Мои «архангелы» имели по сорок патронов на ствол, а комвзвода Ануфриев, исполнявший еще и обязанности старшины, восполнял потери по мере надобности – после того боя на железной дороге, да и в Москве, когда брали ляхов, немножечко пострелять пришлось. Забирать у парней боеприпасы я даже не думал. К тому же прекрасно знал, что у хорошего солдата всегда есть кое-какая «неучтенка». Вряд ли много, но штучек пять патронов, а то все десять, лежат в каждом «сидоре». А мои красноармейцы, имевшие опыт боев на Северном фронте, не чета желторотикам, которых везет Артур. Стало быть, «обменный фонд» найдется у каждого и при виде бабульки или разбитной деревенской девахи, предлагающей дополнить скудный армейский паек куском домашнего хлеба или ржаным пирожком с картошкой, сердце дрогнет, а ручонка сама собой потянется за «заначкой». Я уж не говорю про самогонку. Чтобы тридцать молодых и здоровых мужиков возжелавших «дерябнуть», да не воспользовались возможностью? Не смешите меня. Сам когда-то тянул «срочником» и прекрасно все понимаю. Другое дело, что между мной и командой существовал негласный уговор: пить можно, но делать это тихонько, без шума и скандала, чтобы не попадаться на глаза в пьяном виде. Мое отношение к водке и прочим спиртосодержащим жидкостям красноармейцы знали с Архангельска и покамест меня ни разу подводили. Понятное дело, что запах перегара я учую издалека, но, если кроме запаха ничего крамольного нет, так и ладно, сделаю вид, что не заметил. К тому же, есть еще и командир взвода Ануфриев, отделенные командиры, с которых я и спрошу, ежели что. Ну а они-то потом спросят с бойцов похлеще старорежимного фельдфебеля, и жаловаться некому.

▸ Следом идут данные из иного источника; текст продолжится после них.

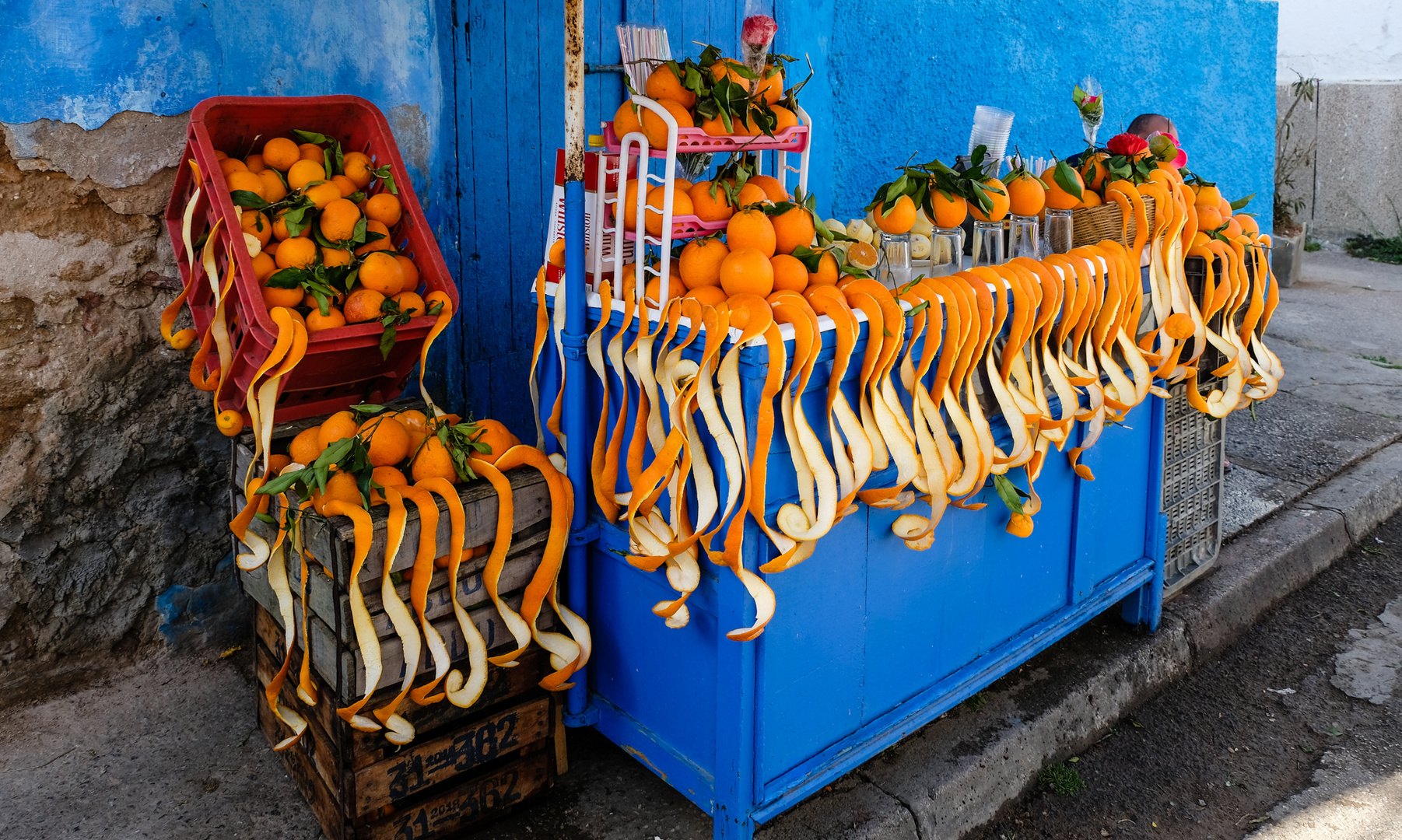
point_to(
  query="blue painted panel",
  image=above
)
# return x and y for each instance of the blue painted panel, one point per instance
(1111, 530)
(815, 648)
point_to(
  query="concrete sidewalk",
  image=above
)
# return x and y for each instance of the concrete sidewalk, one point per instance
(169, 749)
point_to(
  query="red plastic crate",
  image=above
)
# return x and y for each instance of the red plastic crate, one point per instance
(693, 141)
(342, 366)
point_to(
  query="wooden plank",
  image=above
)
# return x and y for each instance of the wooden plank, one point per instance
(368, 747)
(468, 804)
(425, 763)
(324, 807)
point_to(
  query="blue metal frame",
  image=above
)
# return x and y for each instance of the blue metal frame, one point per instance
(732, 726)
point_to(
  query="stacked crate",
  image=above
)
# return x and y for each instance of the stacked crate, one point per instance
(466, 766)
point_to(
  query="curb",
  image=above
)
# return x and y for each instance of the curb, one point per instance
(938, 786)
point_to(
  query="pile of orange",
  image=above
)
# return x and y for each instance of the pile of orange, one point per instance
(341, 209)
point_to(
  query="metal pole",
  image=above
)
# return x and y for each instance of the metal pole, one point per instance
(577, 592)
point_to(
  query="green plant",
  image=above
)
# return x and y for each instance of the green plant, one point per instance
(1290, 159)
(1060, 780)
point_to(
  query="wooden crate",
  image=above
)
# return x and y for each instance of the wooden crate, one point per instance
(464, 768)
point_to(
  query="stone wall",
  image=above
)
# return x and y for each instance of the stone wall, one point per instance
(113, 490)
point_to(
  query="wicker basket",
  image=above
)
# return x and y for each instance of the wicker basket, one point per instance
(1102, 222)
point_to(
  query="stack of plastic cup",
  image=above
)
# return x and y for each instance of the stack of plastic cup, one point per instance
(991, 128)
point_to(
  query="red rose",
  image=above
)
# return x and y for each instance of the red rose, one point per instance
(1126, 145)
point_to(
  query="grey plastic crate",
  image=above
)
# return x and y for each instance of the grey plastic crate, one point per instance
(1193, 456)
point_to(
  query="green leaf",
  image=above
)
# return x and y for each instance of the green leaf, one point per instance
(311, 136)
(1069, 181)
(289, 278)
(1008, 492)
(246, 198)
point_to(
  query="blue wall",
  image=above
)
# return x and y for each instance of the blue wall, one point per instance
(474, 93)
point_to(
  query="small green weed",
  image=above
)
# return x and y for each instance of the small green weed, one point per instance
(1376, 249)
(1062, 780)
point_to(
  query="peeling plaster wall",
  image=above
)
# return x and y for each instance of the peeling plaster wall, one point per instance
(114, 501)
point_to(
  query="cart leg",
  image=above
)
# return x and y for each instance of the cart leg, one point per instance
(731, 826)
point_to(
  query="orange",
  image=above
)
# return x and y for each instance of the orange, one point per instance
(748, 270)
(279, 227)
(1209, 218)
(363, 305)
(232, 164)
(1092, 171)
(337, 427)
(341, 487)
(707, 295)
(861, 256)
(1057, 198)
(896, 218)
(433, 462)
(275, 298)
(752, 194)
(306, 171)
(306, 448)
(750, 229)
(274, 188)
(1000, 202)
(264, 265)
(728, 68)
(665, 85)
(386, 439)
(657, 129)
(380, 244)
(244, 180)
(784, 118)
(297, 253)
(700, 264)
(258, 225)
(949, 212)
(707, 208)
(411, 272)
(772, 187)
(386, 477)
(338, 218)
(384, 208)
(826, 274)
(496, 435)
(230, 424)
(316, 321)
(680, 206)
(345, 185)
(410, 303)
(324, 194)
(356, 166)
(1026, 195)
(793, 227)
(772, 86)
(788, 272)
(281, 153)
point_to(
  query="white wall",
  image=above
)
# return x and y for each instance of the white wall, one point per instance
(1339, 40)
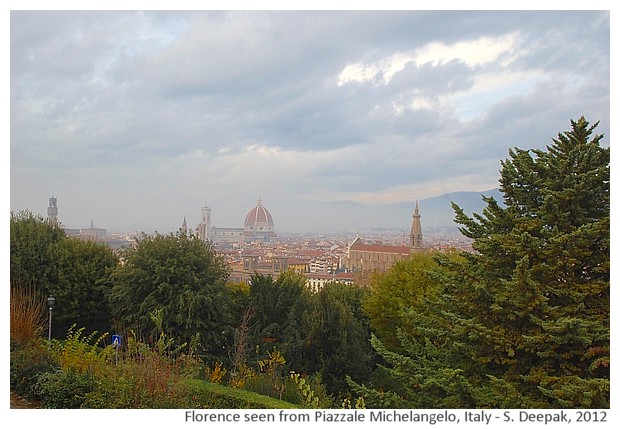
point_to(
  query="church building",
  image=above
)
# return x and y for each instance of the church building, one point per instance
(258, 227)
(362, 257)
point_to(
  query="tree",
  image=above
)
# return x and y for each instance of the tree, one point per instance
(523, 321)
(336, 337)
(32, 248)
(183, 280)
(393, 292)
(273, 303)
(84, 269)
(75, 271)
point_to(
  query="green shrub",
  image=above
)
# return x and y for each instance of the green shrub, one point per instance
(63, 389)
(28, 362)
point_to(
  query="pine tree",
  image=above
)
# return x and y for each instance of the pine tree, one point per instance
(523, 321)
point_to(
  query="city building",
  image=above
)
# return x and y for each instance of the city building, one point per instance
(364, 257)
(258, 227)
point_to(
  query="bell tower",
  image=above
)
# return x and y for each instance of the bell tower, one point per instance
(416, 230)
(52, 210)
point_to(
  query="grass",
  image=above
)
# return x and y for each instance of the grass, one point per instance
(251, 399)
(27, 314)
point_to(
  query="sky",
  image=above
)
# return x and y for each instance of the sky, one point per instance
(136, 119)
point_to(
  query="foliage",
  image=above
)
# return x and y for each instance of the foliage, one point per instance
(27, 312)
(76, 272)
(185, 279)
(201, 394)
(335, 337)
(273, 303)
(82, 354)
(84, 268)
(28, 361)
(522, 322)
(309, 397)
(64, 388)
(33, 246)
(405, 286)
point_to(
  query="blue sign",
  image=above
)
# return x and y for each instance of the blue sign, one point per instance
(117, 340)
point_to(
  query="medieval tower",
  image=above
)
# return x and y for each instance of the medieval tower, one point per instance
(416, 231)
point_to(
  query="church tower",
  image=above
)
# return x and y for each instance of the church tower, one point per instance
(184, 226)
(204, 227)
(52, 210)
(416, 230)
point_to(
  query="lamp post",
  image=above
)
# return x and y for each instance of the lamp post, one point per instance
(50, 303)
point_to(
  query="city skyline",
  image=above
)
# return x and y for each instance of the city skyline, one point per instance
(138, 119)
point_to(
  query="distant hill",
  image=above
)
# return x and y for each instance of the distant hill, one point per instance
(437, 211)
(354, 217)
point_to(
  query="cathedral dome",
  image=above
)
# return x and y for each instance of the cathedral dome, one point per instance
(258, 219)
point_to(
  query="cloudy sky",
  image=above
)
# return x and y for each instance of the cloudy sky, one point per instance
(137, 119)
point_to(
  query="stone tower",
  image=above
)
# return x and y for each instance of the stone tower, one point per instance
(204, 227)
(416, 230)
(52, 210)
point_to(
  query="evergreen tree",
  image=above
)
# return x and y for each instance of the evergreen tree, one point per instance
(180, 280)
(76, 272)
(336, 334)
(523, 321)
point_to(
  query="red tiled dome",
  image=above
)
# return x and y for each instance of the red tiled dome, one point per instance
(258, 216)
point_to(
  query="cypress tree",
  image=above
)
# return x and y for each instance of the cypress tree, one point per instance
(523, 321)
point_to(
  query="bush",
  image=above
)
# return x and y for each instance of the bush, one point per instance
(27, 312)
(63, 389)
(28, 362)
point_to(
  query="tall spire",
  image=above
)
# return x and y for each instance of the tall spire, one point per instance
(184, 226)
(52, 210)
(416, 229)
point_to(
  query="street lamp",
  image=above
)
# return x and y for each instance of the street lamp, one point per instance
(50, 303)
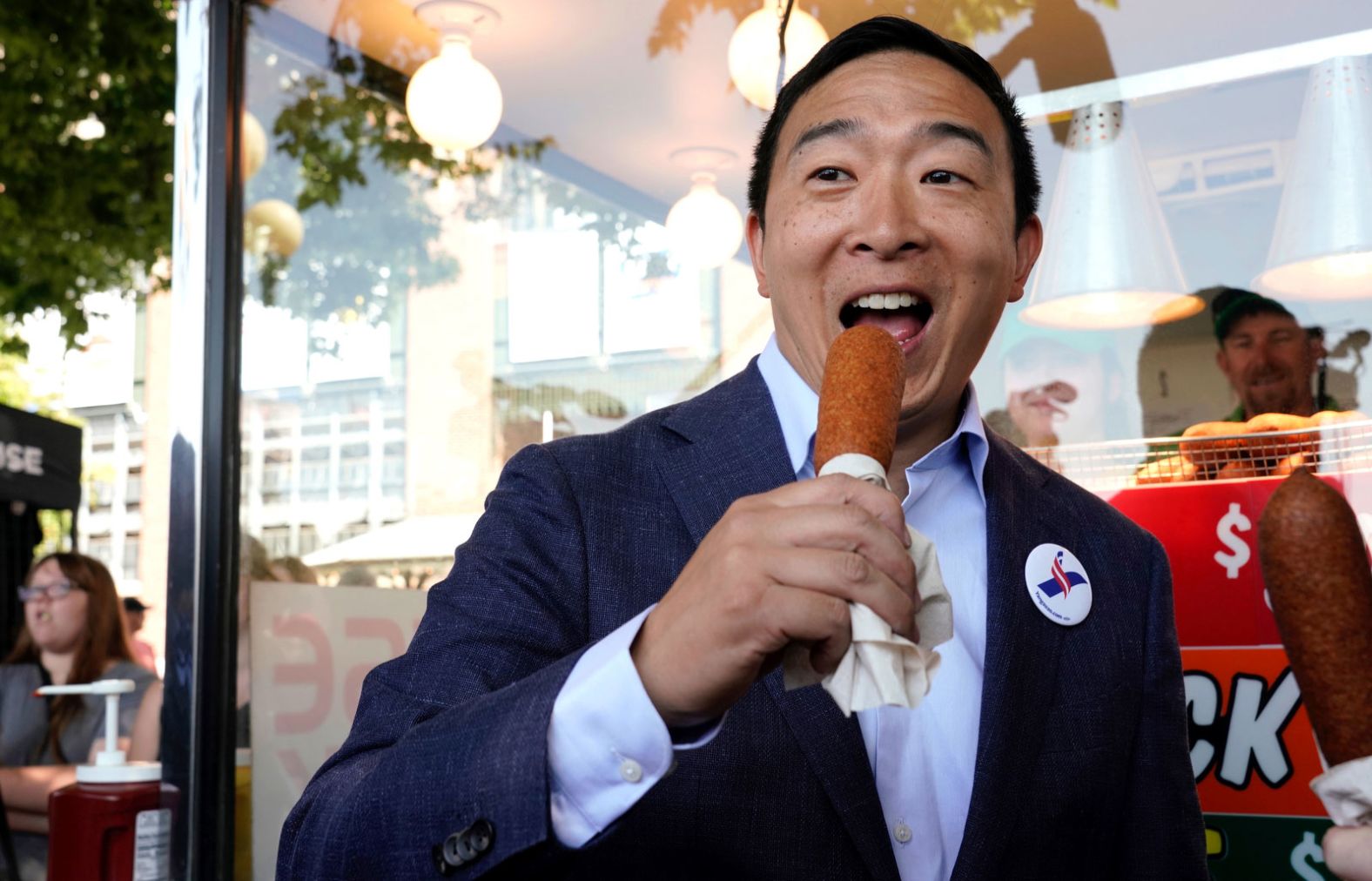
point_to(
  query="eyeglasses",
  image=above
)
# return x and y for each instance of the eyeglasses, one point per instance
(54, 592)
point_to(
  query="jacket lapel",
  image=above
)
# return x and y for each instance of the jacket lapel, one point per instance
(734, 447)
(1021, 659)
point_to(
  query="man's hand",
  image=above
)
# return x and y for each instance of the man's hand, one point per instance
(1348, 852)
(777, 568)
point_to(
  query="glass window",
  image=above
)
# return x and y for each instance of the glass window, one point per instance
(131, 556)
(412, 319)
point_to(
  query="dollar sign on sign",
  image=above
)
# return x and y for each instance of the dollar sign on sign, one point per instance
(1305, 854)
(1239, 554)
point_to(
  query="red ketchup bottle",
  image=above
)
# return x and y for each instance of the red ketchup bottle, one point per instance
(114, 824)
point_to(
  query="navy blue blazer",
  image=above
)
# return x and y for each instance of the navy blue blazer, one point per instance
(1083, 767)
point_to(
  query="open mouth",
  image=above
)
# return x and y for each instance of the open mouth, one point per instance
(902, 314)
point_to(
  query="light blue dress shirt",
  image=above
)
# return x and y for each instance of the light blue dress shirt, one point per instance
(607, 745)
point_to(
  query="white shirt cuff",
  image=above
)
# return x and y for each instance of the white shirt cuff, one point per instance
(607, 745)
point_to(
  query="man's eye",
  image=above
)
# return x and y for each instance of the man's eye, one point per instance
(943, 178)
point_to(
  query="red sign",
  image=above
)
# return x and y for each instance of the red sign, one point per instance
(1210, 534)
(1252, 745)
(1252, 748)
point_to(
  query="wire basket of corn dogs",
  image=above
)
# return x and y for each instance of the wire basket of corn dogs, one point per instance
(1271, 445)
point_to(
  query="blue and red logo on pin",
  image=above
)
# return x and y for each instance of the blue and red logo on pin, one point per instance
(1065, 595)
(1062, 581)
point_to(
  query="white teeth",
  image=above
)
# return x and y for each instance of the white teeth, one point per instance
(885, 301)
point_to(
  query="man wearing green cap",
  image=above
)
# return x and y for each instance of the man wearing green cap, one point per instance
(1267, 356)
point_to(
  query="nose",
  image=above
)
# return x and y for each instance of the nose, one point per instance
(890, 221)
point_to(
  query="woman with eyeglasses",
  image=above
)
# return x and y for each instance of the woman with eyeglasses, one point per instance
(73, 631)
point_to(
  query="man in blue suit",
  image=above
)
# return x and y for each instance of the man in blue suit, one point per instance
(593, 692)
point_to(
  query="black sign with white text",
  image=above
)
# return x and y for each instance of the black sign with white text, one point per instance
(40, 460)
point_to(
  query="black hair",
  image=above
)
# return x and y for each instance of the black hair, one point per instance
(888, 33)
(1233, 305)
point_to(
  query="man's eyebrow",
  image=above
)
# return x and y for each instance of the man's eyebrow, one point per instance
(834, 128)
(945, 131)
(940, 129)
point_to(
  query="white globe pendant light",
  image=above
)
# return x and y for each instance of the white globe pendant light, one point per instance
(453, 100)
(755, 52)
(704, 230)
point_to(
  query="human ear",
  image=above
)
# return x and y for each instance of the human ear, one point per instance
(754, 232)
(1028, 245)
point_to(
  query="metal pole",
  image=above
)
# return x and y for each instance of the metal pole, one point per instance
(198, 712)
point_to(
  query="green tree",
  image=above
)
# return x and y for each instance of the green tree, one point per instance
(81, 214)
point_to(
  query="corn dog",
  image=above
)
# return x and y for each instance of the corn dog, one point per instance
(1317, 575)
(859, 397)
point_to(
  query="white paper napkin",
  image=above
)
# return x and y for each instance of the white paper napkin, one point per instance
(1346, 790)
(881, 667)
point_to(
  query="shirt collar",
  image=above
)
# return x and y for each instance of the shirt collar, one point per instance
(797, 409)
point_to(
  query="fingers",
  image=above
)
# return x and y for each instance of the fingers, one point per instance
(1348, 852)
(817, 619)
(878, 502)
(851, 578)
(844, 528)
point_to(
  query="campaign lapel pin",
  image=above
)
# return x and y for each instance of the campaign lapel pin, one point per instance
(1058, 585)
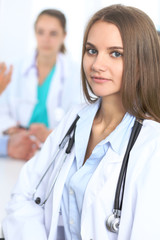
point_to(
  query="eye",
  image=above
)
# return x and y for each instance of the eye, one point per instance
(91, 51)
(40, 32)
(116, 54)
(53, 33)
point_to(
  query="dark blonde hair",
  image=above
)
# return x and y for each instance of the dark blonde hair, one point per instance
(56, 14)
(141, 75)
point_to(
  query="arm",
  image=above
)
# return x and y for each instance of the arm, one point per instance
(5, 76)
(25, 219)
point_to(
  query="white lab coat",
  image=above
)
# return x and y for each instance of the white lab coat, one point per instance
(141, 203)
(18, 101)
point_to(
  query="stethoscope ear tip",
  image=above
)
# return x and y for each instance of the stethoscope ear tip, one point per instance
(38, 200)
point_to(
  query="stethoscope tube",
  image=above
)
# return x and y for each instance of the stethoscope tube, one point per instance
(113, 220)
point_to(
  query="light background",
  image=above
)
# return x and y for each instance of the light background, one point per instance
(17, 18)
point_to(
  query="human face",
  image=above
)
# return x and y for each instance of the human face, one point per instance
(49, 35)
(103, 59)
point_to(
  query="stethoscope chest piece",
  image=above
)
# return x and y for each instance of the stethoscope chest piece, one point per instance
(113, 222)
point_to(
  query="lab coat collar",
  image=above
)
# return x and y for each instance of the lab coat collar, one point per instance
(123, 131)
(87, 115)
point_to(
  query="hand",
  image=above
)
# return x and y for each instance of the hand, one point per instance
(40, 131)
(5, 77)
(21, 146)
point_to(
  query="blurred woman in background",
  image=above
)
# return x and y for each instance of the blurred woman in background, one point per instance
(44, 85)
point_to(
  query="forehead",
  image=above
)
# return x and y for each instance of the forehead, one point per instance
(48, 21)
(104, 33)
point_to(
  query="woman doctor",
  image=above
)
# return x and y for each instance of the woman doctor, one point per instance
(120, 65)
(44, 85)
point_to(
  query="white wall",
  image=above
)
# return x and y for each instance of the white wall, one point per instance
(17, 18)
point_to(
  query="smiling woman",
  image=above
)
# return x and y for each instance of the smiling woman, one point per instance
(103, 60)
(41, 92)
(103, 189)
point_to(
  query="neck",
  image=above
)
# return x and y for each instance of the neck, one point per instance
(111, 112)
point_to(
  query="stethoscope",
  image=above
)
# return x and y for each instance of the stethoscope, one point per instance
(113, 220)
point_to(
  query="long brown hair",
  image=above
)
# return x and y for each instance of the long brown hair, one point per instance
(56, 14)
(141, 75)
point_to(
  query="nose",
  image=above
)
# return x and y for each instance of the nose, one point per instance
(100, 63)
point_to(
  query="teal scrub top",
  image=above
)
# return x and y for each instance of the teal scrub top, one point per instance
(39, 114)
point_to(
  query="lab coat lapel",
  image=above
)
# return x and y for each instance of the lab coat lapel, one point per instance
(103, 181)
(57, 192)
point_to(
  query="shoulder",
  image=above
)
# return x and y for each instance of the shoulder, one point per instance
(151, 128)
(149, 137)
(25, 63)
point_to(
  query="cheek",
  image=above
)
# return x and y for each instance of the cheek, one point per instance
(86, 64)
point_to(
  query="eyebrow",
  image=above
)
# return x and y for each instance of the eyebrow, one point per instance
(109, 48)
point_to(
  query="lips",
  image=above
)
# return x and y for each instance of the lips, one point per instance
(98, 79)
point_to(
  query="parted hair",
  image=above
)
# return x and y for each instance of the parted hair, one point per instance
(56, 14)
(141, 75)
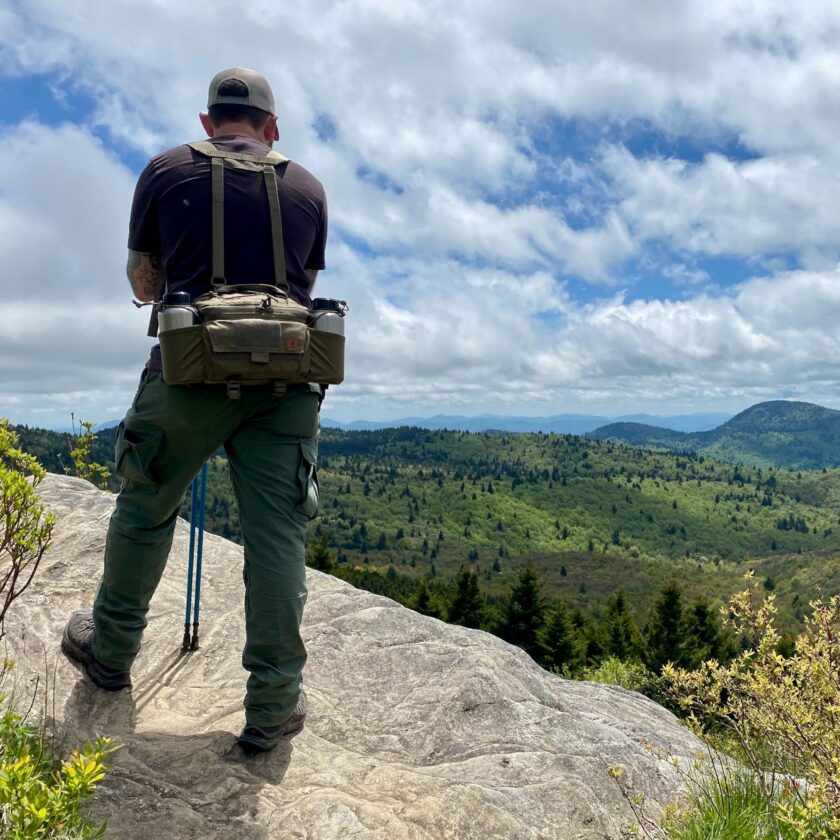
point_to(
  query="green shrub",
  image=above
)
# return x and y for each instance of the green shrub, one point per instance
(782, 712)
(25, 530)
(41, 796)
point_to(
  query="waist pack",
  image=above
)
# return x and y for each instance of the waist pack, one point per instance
(252, 333)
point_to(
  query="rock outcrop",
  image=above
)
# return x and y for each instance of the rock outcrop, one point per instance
(417, 729)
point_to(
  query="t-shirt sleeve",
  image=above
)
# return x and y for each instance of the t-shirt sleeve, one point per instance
(143, 232)
(315, 260)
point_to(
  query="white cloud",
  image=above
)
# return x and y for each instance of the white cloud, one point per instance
(445, 104)
(778, 203)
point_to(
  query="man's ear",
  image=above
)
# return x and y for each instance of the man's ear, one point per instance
(206, 123)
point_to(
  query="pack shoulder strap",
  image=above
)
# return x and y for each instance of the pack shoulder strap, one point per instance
(266, 164)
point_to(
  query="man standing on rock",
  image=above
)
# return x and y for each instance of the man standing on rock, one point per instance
(170, 430)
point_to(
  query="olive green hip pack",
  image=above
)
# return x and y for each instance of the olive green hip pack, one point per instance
(249, 334)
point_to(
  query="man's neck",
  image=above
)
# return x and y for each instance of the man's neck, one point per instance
(239, 130)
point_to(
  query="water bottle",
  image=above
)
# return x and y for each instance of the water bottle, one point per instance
(328, 315)
(176, 312)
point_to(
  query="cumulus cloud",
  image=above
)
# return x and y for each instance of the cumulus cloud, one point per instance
(462, 237)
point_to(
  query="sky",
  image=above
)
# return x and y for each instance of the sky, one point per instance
(536, 208)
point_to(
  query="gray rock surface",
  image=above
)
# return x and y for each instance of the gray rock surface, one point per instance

Памятуя старую истину о том, что если ты что-то не можешь предотвратить, следует взять это дело под контроль, распорядился выдать каждому красноармейцу по пять патронов, чтобы они с чистой совестью проводили с деревенскими гражданочками «бартерные» сделки. Пришлось, правда, провести кое-какие манипуляции, задействовав пару ведер, в которых обычно варили кашу, но это уже детали. И у бойцов моих совесть абсолютно чиста, и картошечки, пусть и старого урожая, вдоволь наелись. Обмен произведен честно, а то, что таким патроном выстрелить нельзя, про то уговора не было. Вполне возможно, что после нашего эшелона торговки перестанут доверять и остальным красноармейцам, но это и к лучшему. Глядишь, останутся в живых те люди, которых в той истории убили бандиты, прикидывающиеся мирными крестьянами. И кто знает, не удалось ли мне снова хотя бы чуть-чуть подправить историю, сохранив жизнь какому-то человеку, от которого в будущем зависит что-то важное и нужное для страны? Впрочем, не знаю и вряд ли когда-нибудь узнаю. Лучше вернусь к реальным событиям.
По подъезду к Смоленску мы едва не поругались с Артузовым. Понимаю, у Артура свои представления о работе, и ему нужно срочно и секретно добить парочку шпионских гнезд, свитых в городе, а я считал, что вначале следует поставить в известность местный отдел чека.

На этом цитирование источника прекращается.